The decision to share the news of a pregnancy is in fact, “incredibly personal,” said TODAY Tastemaker and pediatrician Dr. Deborah Gilboa. “About half of all pregnancies end in miscarriage — many before the woman even misses her first menstrual period — and 80 percent of those happen in the first trimester, so many women decide not to tell their larger circles until after that riskier time ends.”
But nothing about announcing a pregnancy is “dangerous,” Gilboa stressed. “I recommend that parents only tell those people about the pregnancy in the first trimester that they'd be comfortable talking to if the pregnancy is lost.
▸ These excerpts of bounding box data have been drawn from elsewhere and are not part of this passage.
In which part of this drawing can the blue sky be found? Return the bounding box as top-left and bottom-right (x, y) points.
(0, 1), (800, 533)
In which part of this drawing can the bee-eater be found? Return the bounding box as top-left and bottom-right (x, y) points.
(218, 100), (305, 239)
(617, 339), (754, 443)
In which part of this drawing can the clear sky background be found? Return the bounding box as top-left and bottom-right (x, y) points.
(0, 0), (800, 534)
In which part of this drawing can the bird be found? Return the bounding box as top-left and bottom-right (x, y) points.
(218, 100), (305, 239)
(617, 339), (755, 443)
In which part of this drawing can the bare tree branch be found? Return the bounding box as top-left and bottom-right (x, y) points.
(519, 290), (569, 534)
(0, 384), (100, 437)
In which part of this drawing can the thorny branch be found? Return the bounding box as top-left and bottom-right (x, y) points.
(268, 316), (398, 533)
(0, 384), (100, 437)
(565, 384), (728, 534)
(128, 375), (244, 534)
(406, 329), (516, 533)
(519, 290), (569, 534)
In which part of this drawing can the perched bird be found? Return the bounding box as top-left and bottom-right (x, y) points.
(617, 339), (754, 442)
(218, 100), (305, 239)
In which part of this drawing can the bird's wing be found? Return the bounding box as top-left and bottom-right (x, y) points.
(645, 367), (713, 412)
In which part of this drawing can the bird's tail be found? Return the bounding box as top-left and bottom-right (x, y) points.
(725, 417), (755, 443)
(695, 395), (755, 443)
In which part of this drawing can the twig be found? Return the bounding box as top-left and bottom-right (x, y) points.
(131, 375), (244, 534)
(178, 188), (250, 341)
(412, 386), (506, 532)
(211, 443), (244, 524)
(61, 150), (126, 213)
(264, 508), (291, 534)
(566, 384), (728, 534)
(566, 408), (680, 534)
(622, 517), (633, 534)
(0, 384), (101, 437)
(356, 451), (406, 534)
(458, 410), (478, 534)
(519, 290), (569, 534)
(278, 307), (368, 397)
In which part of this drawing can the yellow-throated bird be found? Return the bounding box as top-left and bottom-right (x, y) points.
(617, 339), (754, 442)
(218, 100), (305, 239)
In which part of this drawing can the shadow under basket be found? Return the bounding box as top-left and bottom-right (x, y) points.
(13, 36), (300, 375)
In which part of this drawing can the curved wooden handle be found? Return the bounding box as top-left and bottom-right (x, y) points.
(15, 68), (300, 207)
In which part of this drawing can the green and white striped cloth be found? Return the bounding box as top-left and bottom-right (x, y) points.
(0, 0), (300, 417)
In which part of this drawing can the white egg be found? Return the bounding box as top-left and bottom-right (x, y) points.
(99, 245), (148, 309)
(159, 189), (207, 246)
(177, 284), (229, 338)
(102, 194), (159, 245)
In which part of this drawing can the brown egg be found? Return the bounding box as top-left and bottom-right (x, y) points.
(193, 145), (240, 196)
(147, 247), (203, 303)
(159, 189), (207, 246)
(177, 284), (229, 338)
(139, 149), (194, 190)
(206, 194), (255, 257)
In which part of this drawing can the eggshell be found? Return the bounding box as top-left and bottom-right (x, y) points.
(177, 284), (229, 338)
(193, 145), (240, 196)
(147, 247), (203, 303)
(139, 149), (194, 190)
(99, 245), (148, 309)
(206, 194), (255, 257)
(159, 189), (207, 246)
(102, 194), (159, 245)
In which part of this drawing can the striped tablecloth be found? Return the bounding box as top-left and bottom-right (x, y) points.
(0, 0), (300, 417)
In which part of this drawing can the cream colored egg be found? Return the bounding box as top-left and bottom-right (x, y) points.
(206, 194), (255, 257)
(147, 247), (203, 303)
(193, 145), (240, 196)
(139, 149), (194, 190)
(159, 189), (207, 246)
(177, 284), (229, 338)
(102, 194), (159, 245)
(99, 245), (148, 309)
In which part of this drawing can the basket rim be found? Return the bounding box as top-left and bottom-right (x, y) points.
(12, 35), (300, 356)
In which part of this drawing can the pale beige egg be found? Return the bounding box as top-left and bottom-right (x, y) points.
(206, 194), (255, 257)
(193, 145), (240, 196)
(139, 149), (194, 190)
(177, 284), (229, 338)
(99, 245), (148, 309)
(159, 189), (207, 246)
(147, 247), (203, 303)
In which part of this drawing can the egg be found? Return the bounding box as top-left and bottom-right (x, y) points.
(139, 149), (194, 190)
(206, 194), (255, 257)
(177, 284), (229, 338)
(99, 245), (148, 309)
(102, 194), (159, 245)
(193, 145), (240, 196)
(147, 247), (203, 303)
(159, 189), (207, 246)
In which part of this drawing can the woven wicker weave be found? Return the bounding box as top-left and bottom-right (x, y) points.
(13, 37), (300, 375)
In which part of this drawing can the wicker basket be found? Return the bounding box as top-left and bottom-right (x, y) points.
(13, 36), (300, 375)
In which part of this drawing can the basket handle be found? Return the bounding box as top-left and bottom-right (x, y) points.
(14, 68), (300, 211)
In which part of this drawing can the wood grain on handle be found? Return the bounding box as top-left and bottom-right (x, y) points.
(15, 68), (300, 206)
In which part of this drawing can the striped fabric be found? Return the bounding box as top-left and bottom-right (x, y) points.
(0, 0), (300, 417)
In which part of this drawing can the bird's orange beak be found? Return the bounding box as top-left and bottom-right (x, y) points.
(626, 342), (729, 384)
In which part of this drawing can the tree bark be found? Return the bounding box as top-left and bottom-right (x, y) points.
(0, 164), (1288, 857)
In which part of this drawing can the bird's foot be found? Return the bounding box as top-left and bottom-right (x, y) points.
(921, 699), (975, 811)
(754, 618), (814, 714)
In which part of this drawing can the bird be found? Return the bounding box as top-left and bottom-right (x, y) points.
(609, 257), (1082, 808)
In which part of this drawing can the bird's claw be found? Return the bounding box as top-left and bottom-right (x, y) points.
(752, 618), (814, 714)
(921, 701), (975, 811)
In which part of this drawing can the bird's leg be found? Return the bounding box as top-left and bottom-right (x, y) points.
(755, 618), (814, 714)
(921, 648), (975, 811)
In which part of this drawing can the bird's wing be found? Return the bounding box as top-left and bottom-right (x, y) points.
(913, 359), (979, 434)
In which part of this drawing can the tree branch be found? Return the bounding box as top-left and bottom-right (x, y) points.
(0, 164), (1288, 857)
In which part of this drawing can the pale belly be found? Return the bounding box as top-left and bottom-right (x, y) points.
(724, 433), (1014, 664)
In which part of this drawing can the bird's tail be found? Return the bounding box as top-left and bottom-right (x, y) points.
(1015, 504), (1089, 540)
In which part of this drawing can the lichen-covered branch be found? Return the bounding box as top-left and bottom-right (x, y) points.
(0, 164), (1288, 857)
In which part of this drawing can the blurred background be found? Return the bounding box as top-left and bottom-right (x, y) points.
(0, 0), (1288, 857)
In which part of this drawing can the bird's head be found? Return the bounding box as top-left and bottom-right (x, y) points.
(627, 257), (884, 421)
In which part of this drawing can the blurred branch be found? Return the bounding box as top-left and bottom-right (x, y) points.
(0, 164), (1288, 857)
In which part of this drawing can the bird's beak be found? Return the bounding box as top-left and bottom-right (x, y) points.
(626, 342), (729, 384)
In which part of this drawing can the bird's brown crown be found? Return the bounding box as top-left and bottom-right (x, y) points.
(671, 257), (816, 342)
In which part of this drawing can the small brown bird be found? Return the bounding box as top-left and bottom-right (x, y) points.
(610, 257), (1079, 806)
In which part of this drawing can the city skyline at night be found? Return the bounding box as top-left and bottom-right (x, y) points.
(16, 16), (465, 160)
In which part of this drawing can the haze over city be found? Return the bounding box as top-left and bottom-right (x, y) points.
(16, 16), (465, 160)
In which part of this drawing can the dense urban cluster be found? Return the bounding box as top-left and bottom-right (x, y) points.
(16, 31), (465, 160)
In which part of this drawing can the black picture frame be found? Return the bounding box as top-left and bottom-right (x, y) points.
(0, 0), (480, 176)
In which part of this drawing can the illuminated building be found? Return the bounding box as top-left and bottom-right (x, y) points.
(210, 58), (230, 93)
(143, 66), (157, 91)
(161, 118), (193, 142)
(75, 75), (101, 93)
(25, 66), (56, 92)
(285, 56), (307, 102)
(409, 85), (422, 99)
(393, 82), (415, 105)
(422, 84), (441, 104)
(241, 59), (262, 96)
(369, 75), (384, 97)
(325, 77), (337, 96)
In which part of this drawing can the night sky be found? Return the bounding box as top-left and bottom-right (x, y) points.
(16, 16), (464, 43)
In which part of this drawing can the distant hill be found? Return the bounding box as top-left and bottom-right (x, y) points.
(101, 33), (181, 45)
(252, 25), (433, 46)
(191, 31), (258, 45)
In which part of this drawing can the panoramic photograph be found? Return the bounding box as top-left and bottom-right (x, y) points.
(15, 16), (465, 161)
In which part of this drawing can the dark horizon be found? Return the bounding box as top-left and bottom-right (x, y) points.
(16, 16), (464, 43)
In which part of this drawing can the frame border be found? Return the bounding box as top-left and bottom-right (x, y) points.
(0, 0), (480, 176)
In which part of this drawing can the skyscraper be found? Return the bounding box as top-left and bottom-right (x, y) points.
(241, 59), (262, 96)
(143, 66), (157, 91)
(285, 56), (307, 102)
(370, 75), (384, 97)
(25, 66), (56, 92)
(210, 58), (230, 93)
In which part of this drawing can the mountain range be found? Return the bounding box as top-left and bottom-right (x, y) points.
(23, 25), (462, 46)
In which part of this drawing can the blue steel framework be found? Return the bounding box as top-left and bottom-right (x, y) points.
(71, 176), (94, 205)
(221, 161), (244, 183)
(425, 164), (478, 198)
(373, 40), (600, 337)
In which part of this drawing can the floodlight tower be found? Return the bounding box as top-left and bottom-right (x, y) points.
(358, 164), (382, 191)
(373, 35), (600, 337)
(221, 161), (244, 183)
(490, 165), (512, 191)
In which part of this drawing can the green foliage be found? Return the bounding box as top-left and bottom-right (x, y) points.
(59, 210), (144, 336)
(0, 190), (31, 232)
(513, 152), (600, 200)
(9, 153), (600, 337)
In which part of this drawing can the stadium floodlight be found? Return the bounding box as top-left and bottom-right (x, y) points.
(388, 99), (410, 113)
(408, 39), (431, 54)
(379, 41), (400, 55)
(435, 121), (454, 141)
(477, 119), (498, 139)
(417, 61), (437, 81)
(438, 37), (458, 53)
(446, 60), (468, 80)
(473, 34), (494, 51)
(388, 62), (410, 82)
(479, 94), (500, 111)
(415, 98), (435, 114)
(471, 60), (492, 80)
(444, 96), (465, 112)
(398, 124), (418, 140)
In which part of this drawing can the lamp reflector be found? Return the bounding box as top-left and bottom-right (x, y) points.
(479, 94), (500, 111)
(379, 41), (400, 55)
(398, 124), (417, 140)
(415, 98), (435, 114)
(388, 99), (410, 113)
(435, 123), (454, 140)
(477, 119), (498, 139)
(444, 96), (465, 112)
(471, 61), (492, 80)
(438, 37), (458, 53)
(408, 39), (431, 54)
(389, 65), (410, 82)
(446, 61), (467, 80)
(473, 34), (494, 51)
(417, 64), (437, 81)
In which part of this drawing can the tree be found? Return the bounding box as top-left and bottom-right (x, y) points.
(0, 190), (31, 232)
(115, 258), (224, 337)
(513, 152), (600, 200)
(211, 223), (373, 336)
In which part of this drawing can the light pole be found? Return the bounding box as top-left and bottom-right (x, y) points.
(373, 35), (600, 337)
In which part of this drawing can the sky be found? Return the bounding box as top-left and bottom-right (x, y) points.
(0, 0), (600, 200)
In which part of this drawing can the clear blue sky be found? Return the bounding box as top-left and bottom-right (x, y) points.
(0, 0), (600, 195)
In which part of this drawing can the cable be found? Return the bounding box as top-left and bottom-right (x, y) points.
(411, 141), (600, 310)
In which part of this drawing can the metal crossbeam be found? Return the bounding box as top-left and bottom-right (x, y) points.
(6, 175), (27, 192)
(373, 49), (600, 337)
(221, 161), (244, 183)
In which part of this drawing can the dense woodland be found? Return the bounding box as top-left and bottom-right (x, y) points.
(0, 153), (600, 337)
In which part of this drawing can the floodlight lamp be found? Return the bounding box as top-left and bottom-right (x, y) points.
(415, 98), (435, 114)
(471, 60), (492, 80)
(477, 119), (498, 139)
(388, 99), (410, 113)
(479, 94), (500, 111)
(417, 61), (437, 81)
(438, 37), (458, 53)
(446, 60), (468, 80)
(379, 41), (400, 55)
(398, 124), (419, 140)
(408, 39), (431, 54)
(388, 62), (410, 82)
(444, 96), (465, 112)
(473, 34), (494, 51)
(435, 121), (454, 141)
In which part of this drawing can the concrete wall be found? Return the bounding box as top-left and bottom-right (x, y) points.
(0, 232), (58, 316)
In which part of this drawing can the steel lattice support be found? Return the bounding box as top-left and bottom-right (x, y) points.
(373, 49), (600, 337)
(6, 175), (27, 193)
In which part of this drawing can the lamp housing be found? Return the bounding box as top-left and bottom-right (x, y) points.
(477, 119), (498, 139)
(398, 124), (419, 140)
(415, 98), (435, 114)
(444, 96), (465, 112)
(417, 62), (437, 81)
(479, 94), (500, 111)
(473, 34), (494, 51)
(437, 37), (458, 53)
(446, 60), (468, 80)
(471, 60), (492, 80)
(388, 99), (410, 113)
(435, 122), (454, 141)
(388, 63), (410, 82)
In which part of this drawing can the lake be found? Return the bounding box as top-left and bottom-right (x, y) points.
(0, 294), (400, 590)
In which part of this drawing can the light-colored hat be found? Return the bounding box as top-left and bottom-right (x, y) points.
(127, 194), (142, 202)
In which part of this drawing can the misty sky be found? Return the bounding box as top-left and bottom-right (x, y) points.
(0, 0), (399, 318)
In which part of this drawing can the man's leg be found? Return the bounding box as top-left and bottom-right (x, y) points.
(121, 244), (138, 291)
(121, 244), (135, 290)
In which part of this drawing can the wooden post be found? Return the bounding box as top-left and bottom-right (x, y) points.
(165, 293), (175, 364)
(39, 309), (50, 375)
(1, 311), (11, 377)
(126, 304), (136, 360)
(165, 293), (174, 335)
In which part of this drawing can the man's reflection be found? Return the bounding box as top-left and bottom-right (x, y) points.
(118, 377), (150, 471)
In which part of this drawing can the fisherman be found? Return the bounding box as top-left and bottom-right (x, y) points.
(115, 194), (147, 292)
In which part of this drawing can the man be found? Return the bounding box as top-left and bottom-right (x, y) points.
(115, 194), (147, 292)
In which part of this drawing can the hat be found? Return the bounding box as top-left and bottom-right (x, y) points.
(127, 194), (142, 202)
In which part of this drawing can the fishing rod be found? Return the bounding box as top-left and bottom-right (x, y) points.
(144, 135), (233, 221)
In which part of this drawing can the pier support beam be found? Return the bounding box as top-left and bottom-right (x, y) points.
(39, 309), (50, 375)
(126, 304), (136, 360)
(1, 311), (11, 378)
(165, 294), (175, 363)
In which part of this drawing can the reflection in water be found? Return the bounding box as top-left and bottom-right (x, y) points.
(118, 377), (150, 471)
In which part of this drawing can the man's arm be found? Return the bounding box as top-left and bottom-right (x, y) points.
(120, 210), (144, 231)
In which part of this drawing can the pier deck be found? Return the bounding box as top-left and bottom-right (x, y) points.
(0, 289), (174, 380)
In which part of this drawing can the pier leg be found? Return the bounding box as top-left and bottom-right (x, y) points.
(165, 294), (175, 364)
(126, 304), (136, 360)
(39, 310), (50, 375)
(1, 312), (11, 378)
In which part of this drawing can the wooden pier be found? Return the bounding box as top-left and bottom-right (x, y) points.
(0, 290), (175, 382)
That means if you don't mind announcing a miscarriage on Facebook, it's completely fine to tell the social media world about your brand new conception,” she said.
“Young Mummy” blogger Cachia agrees. “I didn’t make the decision to tell the world I’m pregnant out of stupidity,” she wrote in her blog for Mamamia. “I have had a child before. I am well aware of the risks, and I know it’s simply not the norm (to announce a pregnancy to the world before 12 weeks). But who gets to decide the norm for me?”